討論試験・2回目
11月2日(月)
なんとなくウツな状態が続くが、それでも予定はこなさなければならない。
日本から、わが師匠をはじめとするご一行が、調査のためお越しになる。昨日韓国入りし、今日から調査なのだが、私の方は、今日は月曜日恒例の「単語試験」と、マラギ(会話表現)の時間に「討論試験」があるため、午前中の語学の授業に出たあと、合流することにした。
今日の後半のマラギの授業。今学期2度目の討論試験である。
例によって、2つの主題が提示される。
ひとつは、「子どもを育てられない親が、外国に養子に出すことは是か非か」
ふたつめは、「CCTV(監視カメラ)の設置場所を拡大することは是か非か」
これには少し、説明が必要かも知れない。
韓国では以前、経済的に子どもを育てることが難しい親が、アメリカなど、外国へ、自分の子どもを養子に出す、ということがよく行われていたらしい。そういえば、韓国のドラマなどでもそういう話がけっこう出てくる。
CCTVとは、韓国の町中でよく見かける監視カメラのことである。韓国では、道路やお店など、町のあちこちにこの監視カメラが設置されている。言ってみれば監視カメラ社会なのである。後者の主題は、その拡大の是非を問うもの。
いずれも、日本人にとってはあまりなじみのない話かも知れない。
例によって、最初の1時間は、4~5人のグループで集まって、それぞれの主題の賛成の立場、反対の立場から、どんな意見が考えられるかを話し合う。
とくに前者の養子の話、というのが、なじみがないだけに難しい。
賛成の立場としては、経済的に貧しい家だと、十分な教育を受けられないから、養子に出すことは当然である、などの意見が出る。
反対の立場としては、養子に出された先が必ずしも子どもにとって幸せなところとはかぎらない、などの意見。
そこで思い出したのが、日本のドラマであった「おしん」。
厳密にいえば養子に出すのではなく、奉公に出す話なのだが、貧しい親が、子どもを奉公に出した先が、子どもにとって過酷な場所であった、という話。
「日本には昔、そういうドラマがあった。だから、必ずしも養子に出された先がよいところとはかぎらない」と、私は中国人留学生たちに紹介する。

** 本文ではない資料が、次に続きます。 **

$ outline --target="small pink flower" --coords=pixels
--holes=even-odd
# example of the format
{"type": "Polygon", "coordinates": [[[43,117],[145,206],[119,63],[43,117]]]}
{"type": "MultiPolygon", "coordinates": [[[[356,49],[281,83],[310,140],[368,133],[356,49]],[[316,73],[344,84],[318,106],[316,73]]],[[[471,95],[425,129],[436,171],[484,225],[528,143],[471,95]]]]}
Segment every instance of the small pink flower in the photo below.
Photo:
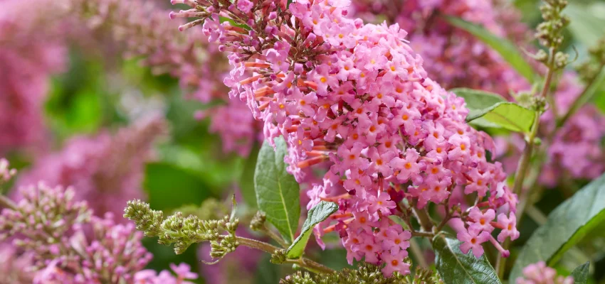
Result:
{"type": "Polygon", "coordinates": [[[407,256],[406,251],[400,251],[399,253],[392,255],[383,254],[382,261],[386,266],[382,268],[382,273],[386,276],[391,276],[393,273],[399,272],[401,275],[407,275],[410,273],[410,265],[404,262],[404,258],[407,256]]]}
{"type": "Polygon", "coordinates": [[[481,246],[481,244],[485,243],[490,240],[490,233],[487,231],[481,231],[480,234],[479,231],[472,229],[469,228],[469,229],[463,230],[459,231],[458,235],[456,236],[458,239],[461,241],[463,241],[462,244],[460,245],[460,250],[463,252],[463,253],[468,253],[469,250],[473,250],[473,254],[475,255],[475,257],[477,258],[481,257],[483,255],[483,247],[481,246]]]}
{"type": "Polygon", "coordinates": [[[248,13],[252,10],[254,4],[248,0],[238,0],[238,9],[242,12],[248,13]]]}
{"type": "Polygon", "coordinates": [[[399,251],[401,251],[404,257],[407,256],[406,249],[410,246],[409,241],[411,238],[411,234],[409,231],[398,232],[396,230],[388,230],[386,231],[386,236],[388,238],[385,239],[382,244],[384,246],[390,248],[391,255],[397,255],[399,253],[399,251]]]}
{"type": "Polygon", "coordinates": [[[391,201],[391,197],[384,191],[378,192],[378,195],[368,195],[367,202],[369,204],[367,211],[372,219],[377,221],[379,218],[379,212],[389,215],[391,210],[397,207],[395,202],[391,201]]]}
{"type": "MultiPolygon", "coordinates": [[[[485,213],[483,213],[479,208],[475,207],[470,209],[468,217],[475,221],[470,225],[473,229],[485,231],[489,233],[491,233],[494,230],[494,227],[490,224],[490,222],[495,218],[495,212],[493,209],[490,209],[485,211],[485,213]]],[[[469,229],[470,229],[469,228],[469,229]]]]}
{"type": "Polygon", "coordinates": [[[509,215],[510,216],[509,218],[507,218],[504,213],[498,215],[498,223],[504,228],[498,235],[498,240],[500,242],[504,241],[507,236],[510,236],[510,240],[514,241],[520,234],[517,230],[517,217],[512,212],[509,215]]]}

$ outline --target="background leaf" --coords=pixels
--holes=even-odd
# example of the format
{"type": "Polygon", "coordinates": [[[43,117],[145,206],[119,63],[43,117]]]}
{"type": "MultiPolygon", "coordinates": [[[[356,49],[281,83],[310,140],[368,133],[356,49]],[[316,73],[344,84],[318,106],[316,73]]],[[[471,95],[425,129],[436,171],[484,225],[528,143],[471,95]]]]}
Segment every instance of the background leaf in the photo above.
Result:
{"type": "Polygon", "coordinates": [[[501,283],[494,268],[485,255],[477,259],[472,252],[460,251],[460,241],[438,235],[433,240],[435,267],[447,284],[501,283]]]}
{"type": "Polygon", "coordinates": [[[201,178],[190,171],[167,163],[153,163],[145,167],[144,187],[149,205],[157,210],[170,210],[185,204],[199,206],[214,196],[201,178]]]}
{"type": "Polygon", "coordinates": [[[254,147],[250,152],[248,159],[243,165],[243,170],[239,179],[239,188],[241,196],[246,203],[253,208],[258,207],[256,193],[254,192],[254,170],[258,157],[258,147],[254,147]]]}
{"type": "Polygon", "coordinates": [[[551,266],[595,226],[605,220],[605,175],[578,191],[548,215],[521,250],[510,273],[516,279],[528,264],[551,266]]]}
{"type": "Polygon", "coordinates": [[[321,201],[313,208],[311,208],[305,224],[302,224],[300,234],[288,248],[288,258],[300,258],[302,255],[302,252],[305,251],[305,248],[307,246],[307,242],[309,241],[309,237],[311,236],[313,227],[322,221],[325,220],[337,210],[338,210],[338,205],[336,203],[325,201],[321,201]]]}
{"type": "MultiPolygon", "coordinates": [[[[597,106],[599,106],[599,100],[603,99],[603,97],[605,97],[604,94],[605,94],[605,67],[601,69],[601,72],[599,72],[590,86],[588,86],[586,92],[582,93],[581,97],[574,102],[567,112],[568,116],[572,112],[575,114],[579,109],[591,101],[596,101],[597,106]]],[[[565,120],[568,118],[565,118],[565,120]]]]}
{"type": "Polygon", "coordinates": [[[519,74],[525,77],[528,82],[533,83],[536,81],[537,75],[534,72],[534,69],[525,61],[525,58],[523,58],[519,50],[517,49],[517,47],[507,39],[493,34],[480,26],[468,22],[459,18],[446,16],[446,20],[452,25],[468,31],[493,48],[519,74]]]}
{"type": "Polygon", "coordinates": [[[570,1],[563,13],[569,16],[569,30],[574,37],[585,46],[591,47],[605,34],[603,3],[581,4],[570,1]],[[601,10],[601,15],[599,11],[601,10]],[[599,18],[598,16],[601,16],[599,18]]]}
{"type": "Polygon", "coordinates": [[[534,124],[535,111],[512,102],[499,102],[466,116],[467,121],[478,118],[503,129],[517,132],[530,132],[534,124]]]}
{"type": "Polygon", "coordinates": [[[276,148],[267,141],[258,153],[254,173],[254,188],[258,209],[267,215],[286,241],[294,241],[300,217],[300,196],[298,182],[288,173],[283,158],[288,153],[283,137],[275,139],[276,148]]]}
{"type": "Polygon", "coordinates": [[[590,261],[577,267],[572,271],[574,284],[586,284],[588,282],[589,268],[590,268],[590,261]]]}

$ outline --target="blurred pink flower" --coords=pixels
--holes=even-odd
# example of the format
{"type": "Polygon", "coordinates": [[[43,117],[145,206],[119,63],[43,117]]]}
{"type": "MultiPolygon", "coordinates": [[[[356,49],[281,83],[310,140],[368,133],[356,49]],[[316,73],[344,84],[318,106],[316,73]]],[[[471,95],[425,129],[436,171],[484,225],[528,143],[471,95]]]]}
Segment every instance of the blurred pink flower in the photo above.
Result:
{"type": "Polygon", "coordinates": [[[164,129],[163,120],[154,117],[114,136],[104,132],[73,138],[60,151],[40,158],[17,184],[43,181],[50,186],[73,186],[76,200],[88,202],[96,215],[112,212],[121,217],[127,201],[144,195],[144,163],[150,158],[153,141],[164,129]]]}

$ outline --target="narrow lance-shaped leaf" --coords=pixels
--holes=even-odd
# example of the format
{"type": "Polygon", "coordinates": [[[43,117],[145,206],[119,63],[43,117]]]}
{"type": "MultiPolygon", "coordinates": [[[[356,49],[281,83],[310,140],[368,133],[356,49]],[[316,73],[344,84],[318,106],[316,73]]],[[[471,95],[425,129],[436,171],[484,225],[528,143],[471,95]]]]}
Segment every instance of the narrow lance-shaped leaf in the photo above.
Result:
{"type": "Polygon", "coordinates": [[[493,125],[510,131],[527,133],[532,129],[536,112],[512,102],[499,102],[466,116],[466,121],[481,118],[493,125]]]}
{"type": "Polygon", "coordinates": [[[589,268],[590,268],[590,261],[577,267],[572,271],[574,284],[586,284],[588,282],[589,268]]]}
{"type": "Polygon", "coordinates": [[[501,283],[485,256],[477,259],[472,252],[460,251],[460,241],[444,235],[433,239],[435,267],[446,284],[501,283]]]}
{"type": "Polygon", "coordinates": [[[275,142],[275,151],[265,141],[258,153],[254,172],[256,202],[258,209],[267,215],[267,221],[291,243],[300,217],[299,186],[286,171],[288,165],[283,161],[288,153],[285,141],[279,137],[275,142]]]}
{"type": "Polygon", "coordinates": [[[288,248],[288,258],[298,258],[302,255],[313,227],[322,221],[325,220],[330,215],[338,210],[338,205],[334,202],[322,201],[309,210],[309,216],[302,224],[302,230],[298,237],[294,240],[292,245],[288,248]]]}
{"type": "MultiPolygon", "coordinates": [[[[456,96],[464,99],[466,108],[468,109],[468,116],[475,116],[483,109],[488,109],[499,102],[506,102],[499,94],[479,89],[457,88],[451,89],[456,96]]],[[[488,121],[485,119],[478,118],[473,120],[471,124],[481,127],[500,128],[500,125],[488,121]]]]}
{"type": "Polygon", "coordinates": [[[256,192],[254,191],[254,170],[256,168],[256,159],[258,157],[258,147],[253,148],[250,155],[243,165],[243,170],[239,179],[239,188],[243,201],[248,206],[256,208],[256,192]]]}
{"type": "Polygon", "coordinates": [[[605,33],[605,20],[599,17],[596,6],[602,3],[584,4],[579,1],[569,1],[565,8],[565,14],[569,18],[569,30],[574,38],[585,46],[594,46],[605,33]]]}
{"type": "Polygon", "coordinates": [[[530,237],[511,271],[511,279],[524,267],[544,261],[552,266],[596,225],[605,220],[605,175],[565,200],[548,215],[530,237]]]}
{"type": "MultiPolygon", "coordinates": [[[[595,97],[597,94],[600,94],[600,96],[599,96],[601,97],[599,99],[602,99],[603,97],[605,97],[604,96],[604,94],[605,94],[605,67],[603,67],[601,70],[601,72],[596,75],[596,77],[594,78],[594,80],[592,81],[590,86],[588,86],[586,91],[580,95],[581,97],[574,102],[574,104],[572,104],[569,108],[569,110],[567,111],[565,117],[558,122],[560,124],[561,121],[566,121],[570,116],[575,114],[576,111],[577,111],[578,109],[579,109],[586,103],[592,101],[593,98],[597,97],[595,97]]],[[[598,106],[598,100],[596,103],[598,106]]]]}
{"type": "Polygon", "coordinates": [[[470,33],[480,40],[493,48],[527,81],[532,83],[536,81],[537,76],[534,72],[534,69],[525,61],[523,55],[511,42],[493,34],[477,24],[456,17],[446,16],[445,18],[452,25],[470,33]]]}

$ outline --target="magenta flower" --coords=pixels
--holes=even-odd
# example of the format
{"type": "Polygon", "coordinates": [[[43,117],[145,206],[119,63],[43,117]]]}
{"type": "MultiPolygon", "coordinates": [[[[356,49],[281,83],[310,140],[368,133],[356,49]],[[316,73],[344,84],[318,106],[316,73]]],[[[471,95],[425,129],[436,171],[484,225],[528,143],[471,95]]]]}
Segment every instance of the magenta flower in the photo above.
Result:
{"type": "Polygon", "coordinates": [[[473,254],[478,258],[483,255],[483,247],[481,246],[481,244],[490,240],[490,233],[470,228],[468,231],[465,229],[458,231],[456,236],[458,239],[463,242],[460,245],[461,251],[465,254],[468,253],[468,251],[473,250],[473,254]]]}
{"type": "Polygon", "coordinates": [[[386,253],[382,256],[382,261],[385,266],[382,268],[382,273],[385,275],[390,276],[394,272],[399,272],[401,275],[409,274],[410,264],[404,261],[404,258],[407,256],[407,253],[404,253],[405,250],[400,251],[396,254],[386,253]]]}
{"type": "Polygon", "coordinates": [[[573,284],[574,278],[557,275],[557,271],[540,261],[524,268],[523,277],[515,281],[517,284],[573,284]]]}
{"type": "Polygon", "coordinates": [[[407,231],[399,231],[396,229],[386,230],[386,238],[382,241],[382,244],[385,249],[391,250],[391,255],[398,255],[401,251],[404,257],[406,257],[408,256],[407,249],[410,246],[409,241],[411,238],[411,234],[407,231]]]}
{"type": "Polygon", "coordinates": [[[519,237],[520,233],[517,230],[517,217],[513,213],[510,213],[510,216],[507,218],[504,213],[498,215],[498,224],[503,227],[502,231],[498,235],[498,241],[504,241],[507,236],[510,236],[511,241],[519,237]]]}
{"type": "MultiPolygon", "coordinates": [[[[183,28],[201,23],[209,13],[232,13],[223,4],[209,12],[189,6],[200,11],[199,18],[183,28]]],[[[464,100],[427,76],[405,31],[344,17],[347,6],[347,1],[254,6],[253,17],[234,19],[249,30],[226,21],[217,37],[229,53],[232,70],[225,82],[231,97],[246,102],[269,143],[285,138],[288,171],[310,185],[307,207],[322,200],[339,204],[338,217],[320,224],[316,235],[322,229],[337,231],[349,261],[384,264],[383,256],[391,251],[382,234],[401,228],[388,221],[401,213],[394,200],[405,198],[415,209],[448,204],[451,192],[463,192],[475,181],[475,170],[490,174],[481,177],[485,188],[471,188],[485,192],[475,203],[482,210],[507,204],[502,210],[514,211],[507,187],[496,194],[506,177],[500,164],[485,159],[485,149],[493,146],[489,137],[466,124],[464,100]],[[315,178],[318,173],[321,180],[315,178]]],[[[473,252],[480,256],[483,250],[473,252]]]]}
{"type": "Polygon", "coordinates": [[[391,201],[391,197],[388,193],[381,191],[378,192],[378,195],[368,195],[367,207],[368,213],[369,213],[370,219],[377,221],[380,218],[380,214],[383,215],[389,215],[391,214],[391,209],[397,207],[395,202],[391,201]]]}
{"type": "MultiPolygon", "coordinates": [[[[493,226],[490,224],[495,218],[495,212],[493,209],[489,209],[485,212],[482,212],[479,208],[473,207],[468,213],[468,217],[474,221],[470,224],[469,230],[485,231],[488,233],[491,233],[494,230],[493,226]]],[[[500,220],[500,216],[498,216],[498,220],[500,220]]]]}

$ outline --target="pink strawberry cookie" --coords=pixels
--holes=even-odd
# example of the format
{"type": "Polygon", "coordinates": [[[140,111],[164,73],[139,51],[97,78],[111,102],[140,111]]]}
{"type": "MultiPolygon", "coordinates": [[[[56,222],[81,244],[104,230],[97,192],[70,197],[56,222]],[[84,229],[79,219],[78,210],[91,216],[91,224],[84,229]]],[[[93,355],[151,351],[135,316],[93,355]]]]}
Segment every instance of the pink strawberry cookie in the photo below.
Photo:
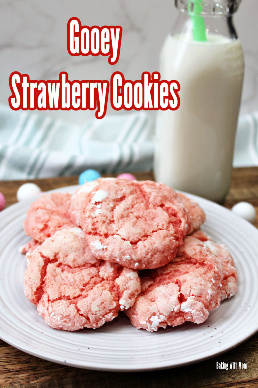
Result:
{"type": "Polygon", "coordinates": [[[27,235],[43,242],[57,230],[74,227],[68,210],[71,196],[53,192],[38,198],[29,209],[24,223],[27,235]]]}
{"type": "Polygon", "coordinates": [[[133,305],[140,290],[134,270],[95,257],[81,229],[57,232],[27,254],[25,294],[55,329],[96,329],[133,305]]]}
{"type": "Polygon", "coordinates": [[[149,331],[185,321],[202,323],[219,306],[222,278],[210,249],[186,237],[173,262],[141,278],[141,293],[126,314],[136,327],[149,331]]]}
{"type": "Polygon", "coordinates": [[[222,287],[220,292],[221,300],[229,299],[234,296],[237,289],[237,273],[235,267],[233,258],[224,245],[215,244],[200,229],[193,234],[200,240],[204,241],[205,246],[210,249],[212,253],[222,264],[223,272],[222,287]]]}
{"type": "Polygon", "coordinates": [[[176,192],[151,181],[105,180],[82,208],[82,227],[93,254],[138,269],[173,259],[191,222],[176,192]]]}
{"type": "Polygon", "coordinates": [[[68,213],[71,220],[75,225],[78,226],[80,225],[82,206],[87,194],[104,180],[113,179],[111,178],[99,178],[96,180],[86,182],[72,195],[68,213]]]}
{"type": "Polygon", "coordinates": [[[191,234],[194,230],[199,229],[205,221],[205,213],[197,202],[182,193],[177,194],[191,219],[191,227],[188,232],[188,234],[191,234]]]}
{"type": "Polygon", "coordinates": [[[25,255],[27,252],[29,253],[31,253],[41,244],[41,242],[39,242],[34,239],[31,239],[28,242],[20,247],[19,249],[19,253],[22,255],[25,255]]]}

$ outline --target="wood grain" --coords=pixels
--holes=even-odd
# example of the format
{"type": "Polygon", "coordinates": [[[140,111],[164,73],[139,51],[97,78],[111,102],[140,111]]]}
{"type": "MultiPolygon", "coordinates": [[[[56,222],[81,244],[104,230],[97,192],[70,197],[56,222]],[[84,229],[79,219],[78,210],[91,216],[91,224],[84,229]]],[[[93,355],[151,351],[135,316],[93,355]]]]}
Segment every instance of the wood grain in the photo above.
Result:
{"type": "MultiPolygon", "coordinates": [[[[135,173],[138,179],[153,179],[151,173],[135,173]]],[[[228,195],[223,204],[231,208],[241,201],[257,212],[257,169],[234,169],[228,195]]],[[[34,180],[43,191],[77,184],[78,177],[34,180]]],[[[16,202],[19,186],[27,181],[0,182],[7,206],[16,202]]],[[[257,220],[256,222],[257,225],[257,220]]],[[[197,364],[161,371],[118,373],[90,371],[41,360],[0,340],[0,387],[19,388],[257,388],[257,334],[236,348],[197,364]],[[216,362],[246,363],[246,369],[217,369],[216,362]]],[[[154,357],[155,355],[154,355],[154,357]]]]}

私の韓国語が拙いし、ドラマの内容もわかりにくいので、彼らには伝わらなかったかも知れない。
さて、2時間目、いよいよ討論試験の本番である。
前回と同様、くじを引いて、自分が、どの主題の、どの立場の討論者になるかを決める。
私は、「養子は是か非か」の、「賛成」の立場で、討論をすることになった。
3対3で、ひとつめの主題の討論が始まる。
討論の最中、思い出したことがあったので、発言。
「養子に出されたことで、十分な教育を受けることができ、その子どもが大人になってから成功する、という事例があります。韓国のドラマを見ても、そういう話がけっこう出てきます。たとえば、私が見たドラマのなかで、『ホテリアー』というのがあるんですが、そこでは、アメリカに養子に出されたペ・ヨンジュンが、努力して成功して、実業家になる、という話が出てきます」
すると、反対の席にいたリ・チャン君が発言。
「でも、一方で、日本ではこういうドラマがあります。貧しい父母が、子どもを養子に出したけれども、その養子に出した先で十分な教育を受けられず、過酷な仕事ばかりをさせられるという…」
前の時間に私が話した、「おしん」の話ではないか。
ちゃんと伝わっていたのだな。
しかも、私が提供した話が、まさか私に対する反論として使われるとはね。シニカルで頭のよいリ・チャン君ならではの反論である。
思わず苦笑する。
20分ほどたち、討論は終了。
気持ちがなんとなくウツのため、前回ほど意見を述べなかった。もう少し発言すればよかったかな、と後悔するが、仕方がない。
授業が終わり、午後、バスで清州(チョンジュ)というところに向かい、日本からいらしたご一行と合流した。